I told Mason all of this as my excuse to not have sex with him, because he was forceful and was known to push women into bathrooms, something I found out first-hand the next year at school.
“I WILL have sex with you,” he said, my back against the door, his hand creeping up my thigh, and when I said, “no, you won’t,” he kissed me so hard I thought my lips were bleeding. This, the same kid who asked me if I was raped. I avoided him at all costs after that, as I did Matt, and found that even though I’d detached emotion from sex, I still wanted to decide who I wanted to fuck when I wanted. I still wanted to like the person I was going to let inside me.
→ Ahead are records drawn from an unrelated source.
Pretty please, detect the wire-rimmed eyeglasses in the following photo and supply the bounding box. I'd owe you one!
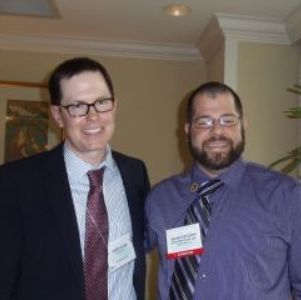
[60,98,114,117]
[192,115,240,129]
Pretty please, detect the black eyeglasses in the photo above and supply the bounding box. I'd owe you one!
[192,115,240,129]
[60,98,114,117]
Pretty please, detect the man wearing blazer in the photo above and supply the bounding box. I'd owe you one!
[0,57,149,300]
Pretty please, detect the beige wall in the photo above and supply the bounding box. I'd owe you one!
[237,42,300,171]
[0,50,206,183]
[207,45,225,82]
I wanted someone to respect me as much as I respected myself.

I used to let this thing define me, and it sent me into a semester long depression that drove me to drop a class, eat back all the weight I’d lost, and scrounge together every last penny for pot just to cope. But now I know, this event, this has nothing to do with what I am; this was just an incident that let me see who I really am.